China, the country responsible for a halt of economic activity around the world, is itself facing severe problems due to lockdown. In the first quarter of this calendar year, the Chinese economy shrank by 6.8 percent, the biggest contraction since 1976. The Chinese economy has never seen such a phase in the last four decades since it liberalised its economy in the late 1970s, after the death of Communist leader Mao Zedong.
As per data from the National Bureau of Statistics, this is the worst Chinese economy has ever seen in the last few decades. The Bloomberg economist poll predicted a drop of 6 percent, but the final data was scarier.
The Chinese economy is battling on almost all front with retail sales- a proxy for consumption- declined by 15.8 percent in March and investment- an indication of future upturn and confidence in the economy- declined by 16.1 percent in the quarter.
The economy is not expected to revive anytime soon as the majority of the countries around the world have extended the lockdowns until the first or second week of May. Given the fact the Chinese economy is heavily dependent on exports and investment, the economy shall not pick up even if the country goes back to normal.
“Most major economies are still in the lockdown stage,” Robin Xing chief China economist at Morgan Stanley Asia, said on Bloomberg TV. “As a result, growth in the second quarter will be shallow, just marginally above zero.”
Only spending by domestic consumers could save the Chinese economy in the short-run but the people are not willing to spend after the Black Swan event of Coronavirus disease, and lockdown. The consumers are worried about the uncertain future and this is stopping them from going out and buying.
“The March activity data suggest the recovery will be a long haul — especially with the pandemic clobbering external demand. A much narrower decline in production points to strong improvement on the supply side, as our back-to-work gauges have flagged. This partly explains the limited drop in GDP, which is production-based. But foundering retail sales and investment underline continued weaknesses on the demand side,” said Chang Shu, a Bloomberg economist.

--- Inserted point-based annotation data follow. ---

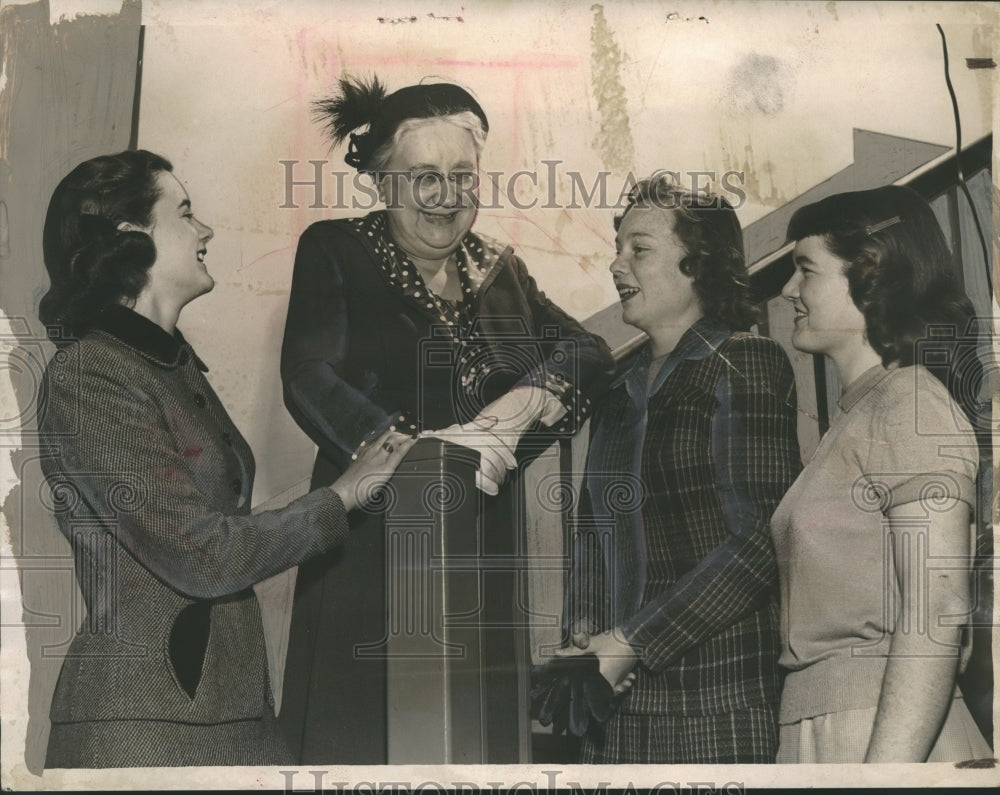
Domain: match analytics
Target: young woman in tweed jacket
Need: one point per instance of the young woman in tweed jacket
(688, 458)
(151, 483)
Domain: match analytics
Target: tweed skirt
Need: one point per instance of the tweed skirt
(747, 736)
(151, 743)
(843, 737)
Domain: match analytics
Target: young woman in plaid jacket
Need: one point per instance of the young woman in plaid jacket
(675, 581)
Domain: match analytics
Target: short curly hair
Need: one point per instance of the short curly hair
(707, 227)
(91, 263)
(901, 277)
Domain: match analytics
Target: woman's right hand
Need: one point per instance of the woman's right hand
(372, 468)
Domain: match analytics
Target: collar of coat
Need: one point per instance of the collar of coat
(699, 342)
(147, 338)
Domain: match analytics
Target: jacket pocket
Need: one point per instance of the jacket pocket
(188, 644)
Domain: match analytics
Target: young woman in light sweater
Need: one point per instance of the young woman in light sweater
(873, 539)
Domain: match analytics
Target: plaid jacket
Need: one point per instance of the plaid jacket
(151, 483)
(676, 550)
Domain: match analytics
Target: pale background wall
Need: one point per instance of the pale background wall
(772, 89)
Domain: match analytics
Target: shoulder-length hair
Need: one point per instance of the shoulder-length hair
(91, 263)
(707, 227)
(901, 277)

Moreover, a second wave of Coronavirus disease has hit China, and the country is reporting these as ‘asymptomatic cases’ to save its credibility (whatever remains) in global media and public opinion.

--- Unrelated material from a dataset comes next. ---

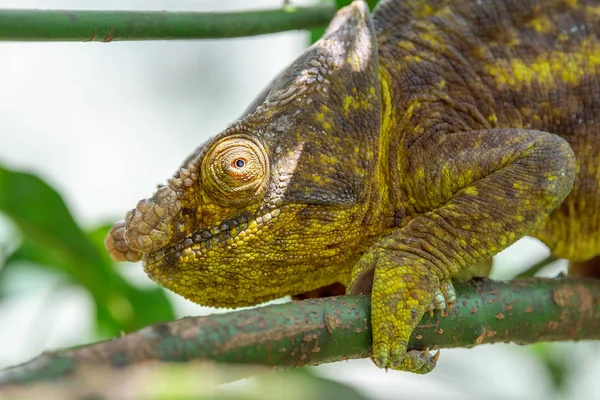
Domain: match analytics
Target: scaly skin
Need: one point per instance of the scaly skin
(392, 155)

The migrant workers, who number in million in China just like India, have returned home. The companies are neither paying up to these people nor calling them back for work. “I have been waiting for my employer to call me back to work in Beijing, but the latest notice was that payment of my basic salary for February had been ‘postponed’,” said Lily Zhu, a migrant worker from the southern province of Hunan, who works as a sales manager at a high-end Beijing restaurant from her hometown. “My salary has stopped, but other payments cannot be stopped, like the mortgage for my flat in Hunan or rent on my flat in Beijing.”

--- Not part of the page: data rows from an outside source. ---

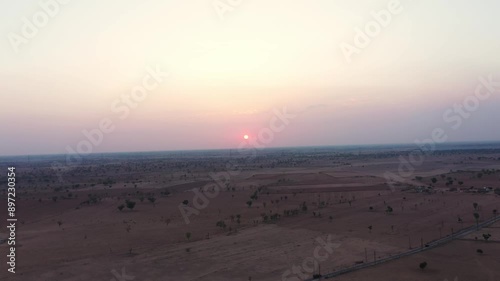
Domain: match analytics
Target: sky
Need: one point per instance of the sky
(234, 68)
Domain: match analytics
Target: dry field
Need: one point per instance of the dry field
(268, 218)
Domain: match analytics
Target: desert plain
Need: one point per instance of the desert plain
(278, 214)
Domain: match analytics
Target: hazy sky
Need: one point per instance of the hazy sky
(228, 76)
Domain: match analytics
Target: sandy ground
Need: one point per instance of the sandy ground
(346, 203)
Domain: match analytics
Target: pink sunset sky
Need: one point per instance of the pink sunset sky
(230, 71)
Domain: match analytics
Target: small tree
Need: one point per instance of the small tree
(423, 265)
(130, 204)
(486, 236)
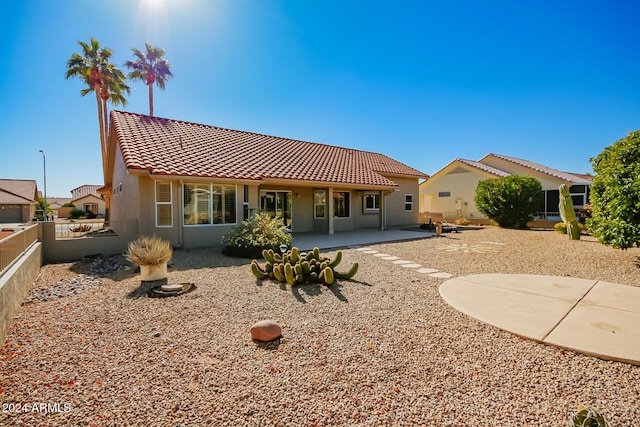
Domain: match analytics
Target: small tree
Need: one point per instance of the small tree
(615, 194)
(510, 201)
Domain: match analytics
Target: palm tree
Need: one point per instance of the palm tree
(150, 67)
(101, 77)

The companies or small businesses are not willing to spend a single dime extra and so does the employees. This has brought the Chinese economy on its knees and, it seems, unless the workers and companies are reassured of a pre-Corona like the normal world, they would not resume economic activity.
The Coronavirus pandemic was China’s own making and it destroyed WHO, too, in the process. The unwillingness to share accurate data, and attempt to suppress information about the outbreak has killed thousands, infected millions, and brought the global economy on its knees. In such a situation, countries which are primarily dependent on domestic consumption, which accounts for two-thirds of their GDP, for economic growth shall remain resilient while countries like China, dependent on foreign investment and exports, are bound to face doom in the current scenario.